I took off my oven mitts and apron and strolled out to the living room to see the guests who’d just come into the living room of our small rented house. I hadn’t seen Rose and Dimitri in almost a year and a half, right around the time Jill had been rescued from the Warriors in St. George. They looked the same as ever, gorgeous and formidable, as they stamped snow off their boots and gave us big smiles. Jill, who’d traveled with them, had already thrown herself into Eddie’s arms and was kissing him.
“Whoa, hey,” I said. “It hasn’t been that long since you saw each other. Control yourselves.”

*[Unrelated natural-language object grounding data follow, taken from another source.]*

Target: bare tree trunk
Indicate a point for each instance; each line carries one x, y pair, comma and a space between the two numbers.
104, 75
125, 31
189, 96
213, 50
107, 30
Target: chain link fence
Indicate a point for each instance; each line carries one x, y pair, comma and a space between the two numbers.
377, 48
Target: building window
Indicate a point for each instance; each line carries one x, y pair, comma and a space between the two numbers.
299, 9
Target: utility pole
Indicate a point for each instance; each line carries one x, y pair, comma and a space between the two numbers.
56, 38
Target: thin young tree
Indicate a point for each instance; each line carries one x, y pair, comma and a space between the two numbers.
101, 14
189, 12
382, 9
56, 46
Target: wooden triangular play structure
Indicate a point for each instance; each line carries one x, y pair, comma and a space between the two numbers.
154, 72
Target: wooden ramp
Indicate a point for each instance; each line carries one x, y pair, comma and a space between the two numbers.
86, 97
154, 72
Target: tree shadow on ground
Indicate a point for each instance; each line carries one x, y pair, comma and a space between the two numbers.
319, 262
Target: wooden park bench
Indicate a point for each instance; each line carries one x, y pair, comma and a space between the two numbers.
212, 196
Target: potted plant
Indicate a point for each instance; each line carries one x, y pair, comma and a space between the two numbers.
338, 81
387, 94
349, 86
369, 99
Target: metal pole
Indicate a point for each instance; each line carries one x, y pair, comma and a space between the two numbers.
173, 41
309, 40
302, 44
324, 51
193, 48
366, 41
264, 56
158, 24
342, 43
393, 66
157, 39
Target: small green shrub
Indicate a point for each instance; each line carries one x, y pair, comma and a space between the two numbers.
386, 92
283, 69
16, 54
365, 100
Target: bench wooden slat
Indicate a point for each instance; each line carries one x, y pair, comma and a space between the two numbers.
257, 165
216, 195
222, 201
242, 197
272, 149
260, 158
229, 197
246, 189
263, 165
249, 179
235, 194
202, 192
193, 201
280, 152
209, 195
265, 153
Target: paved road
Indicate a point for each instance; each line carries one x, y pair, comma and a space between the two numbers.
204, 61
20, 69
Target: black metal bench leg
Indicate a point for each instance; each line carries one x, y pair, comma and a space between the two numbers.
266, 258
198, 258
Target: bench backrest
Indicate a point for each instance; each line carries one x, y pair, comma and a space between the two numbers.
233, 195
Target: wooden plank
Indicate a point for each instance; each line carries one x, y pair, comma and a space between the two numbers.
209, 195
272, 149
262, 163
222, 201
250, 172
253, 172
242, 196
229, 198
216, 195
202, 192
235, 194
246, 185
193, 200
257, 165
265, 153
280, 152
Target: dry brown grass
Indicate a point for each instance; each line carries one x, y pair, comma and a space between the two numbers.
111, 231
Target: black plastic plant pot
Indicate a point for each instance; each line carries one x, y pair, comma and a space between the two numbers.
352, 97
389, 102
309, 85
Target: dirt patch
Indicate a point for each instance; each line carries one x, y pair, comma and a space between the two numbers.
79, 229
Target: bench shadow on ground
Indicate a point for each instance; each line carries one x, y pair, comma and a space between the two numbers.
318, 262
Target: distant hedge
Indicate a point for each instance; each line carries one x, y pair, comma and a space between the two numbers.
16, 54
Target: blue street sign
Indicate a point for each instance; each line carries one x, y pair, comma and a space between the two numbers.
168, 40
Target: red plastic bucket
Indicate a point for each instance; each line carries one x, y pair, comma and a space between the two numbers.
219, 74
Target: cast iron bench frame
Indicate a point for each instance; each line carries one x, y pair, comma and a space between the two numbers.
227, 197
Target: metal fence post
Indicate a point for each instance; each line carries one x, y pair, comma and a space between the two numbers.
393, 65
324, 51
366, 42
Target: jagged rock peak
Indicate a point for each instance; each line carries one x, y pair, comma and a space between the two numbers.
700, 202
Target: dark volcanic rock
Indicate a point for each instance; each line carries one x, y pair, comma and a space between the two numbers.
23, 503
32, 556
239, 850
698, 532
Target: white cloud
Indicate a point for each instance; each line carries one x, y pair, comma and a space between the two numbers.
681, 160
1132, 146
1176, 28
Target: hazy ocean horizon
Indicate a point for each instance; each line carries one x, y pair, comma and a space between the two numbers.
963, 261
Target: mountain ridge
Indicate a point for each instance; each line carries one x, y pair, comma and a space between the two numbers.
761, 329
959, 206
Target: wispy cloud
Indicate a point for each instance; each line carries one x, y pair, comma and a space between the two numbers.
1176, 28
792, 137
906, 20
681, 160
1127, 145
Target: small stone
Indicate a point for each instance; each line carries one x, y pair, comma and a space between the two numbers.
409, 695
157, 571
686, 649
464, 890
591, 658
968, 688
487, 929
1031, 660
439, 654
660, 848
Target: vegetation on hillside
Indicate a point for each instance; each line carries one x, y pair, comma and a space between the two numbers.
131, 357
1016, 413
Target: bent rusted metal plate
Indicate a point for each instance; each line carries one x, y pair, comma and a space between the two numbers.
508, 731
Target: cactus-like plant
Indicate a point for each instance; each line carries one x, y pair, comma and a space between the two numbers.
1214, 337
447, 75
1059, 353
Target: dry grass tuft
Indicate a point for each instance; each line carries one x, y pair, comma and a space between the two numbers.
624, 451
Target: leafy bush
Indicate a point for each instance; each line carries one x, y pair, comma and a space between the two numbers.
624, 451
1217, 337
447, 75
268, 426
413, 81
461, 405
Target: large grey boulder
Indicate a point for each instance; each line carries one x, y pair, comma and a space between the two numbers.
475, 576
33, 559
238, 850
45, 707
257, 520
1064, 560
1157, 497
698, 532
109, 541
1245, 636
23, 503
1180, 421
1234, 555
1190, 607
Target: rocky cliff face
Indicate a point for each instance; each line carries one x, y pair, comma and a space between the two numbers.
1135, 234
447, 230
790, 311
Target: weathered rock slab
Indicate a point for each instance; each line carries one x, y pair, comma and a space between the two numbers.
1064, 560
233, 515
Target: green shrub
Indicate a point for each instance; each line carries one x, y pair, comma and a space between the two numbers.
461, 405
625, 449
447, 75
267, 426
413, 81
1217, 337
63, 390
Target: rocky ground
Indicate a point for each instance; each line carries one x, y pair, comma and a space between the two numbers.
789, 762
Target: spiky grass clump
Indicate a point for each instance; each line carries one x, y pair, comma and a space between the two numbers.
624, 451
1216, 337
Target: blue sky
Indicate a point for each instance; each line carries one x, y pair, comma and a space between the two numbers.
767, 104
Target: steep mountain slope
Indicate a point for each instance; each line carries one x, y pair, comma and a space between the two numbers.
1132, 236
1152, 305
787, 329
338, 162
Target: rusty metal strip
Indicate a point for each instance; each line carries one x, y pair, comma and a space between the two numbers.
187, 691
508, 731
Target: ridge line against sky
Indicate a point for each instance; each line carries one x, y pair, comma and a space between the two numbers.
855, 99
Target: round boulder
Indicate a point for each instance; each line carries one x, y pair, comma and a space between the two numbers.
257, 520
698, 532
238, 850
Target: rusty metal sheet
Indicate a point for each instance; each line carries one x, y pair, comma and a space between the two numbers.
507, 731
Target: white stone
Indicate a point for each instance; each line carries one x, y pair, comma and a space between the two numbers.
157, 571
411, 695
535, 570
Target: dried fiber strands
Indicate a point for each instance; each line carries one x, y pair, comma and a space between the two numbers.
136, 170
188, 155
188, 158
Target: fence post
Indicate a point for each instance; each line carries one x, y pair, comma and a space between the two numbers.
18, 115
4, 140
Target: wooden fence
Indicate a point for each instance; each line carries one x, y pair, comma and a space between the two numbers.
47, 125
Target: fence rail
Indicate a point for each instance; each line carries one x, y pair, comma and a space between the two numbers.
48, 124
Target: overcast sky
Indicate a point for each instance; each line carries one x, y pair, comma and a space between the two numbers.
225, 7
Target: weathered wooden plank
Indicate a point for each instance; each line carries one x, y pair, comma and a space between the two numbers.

It had actually been about a month since they’d been together, which I knew probably felt like an eternity to them. They’d been dating ever since her rescue from St. George, but she had had to go back to Court to finish her education while Eddie stayed with us. So their relationship had become a long-distance one over the last year, with her visiting us on breaks or him going to Court when he could get another guardian to stay with us.
Jill flushed pink and extracted herself from Eddie long enough to give me a hug. “I’ve missed you so much!” she said.
“I’ve missed you too,” I told her warmly. Every time I saw her, I was astonished to see how much she had transformed from an awkward girl into a poised princess of the Dragomir line. “But you’ve got to admit, I’ve been pretty good about updates. And I send you pictures every week.”
She grinned. “I know, I know. It’s just a little different not being with you like I used to.”
I planted a kiss on her forehead. “Better for both of us that way, Jailbait.”
I’d held good on my word to Sydney. I’d gone back on my meds, silencing both spirit and Aunt Tatiana. It had also quieted the bond between Jill and me. She still had a sense of me but no longer the intimate view into my heart and mind like she’d once had. Before I could say more to her, a plaintive wail made its way to us.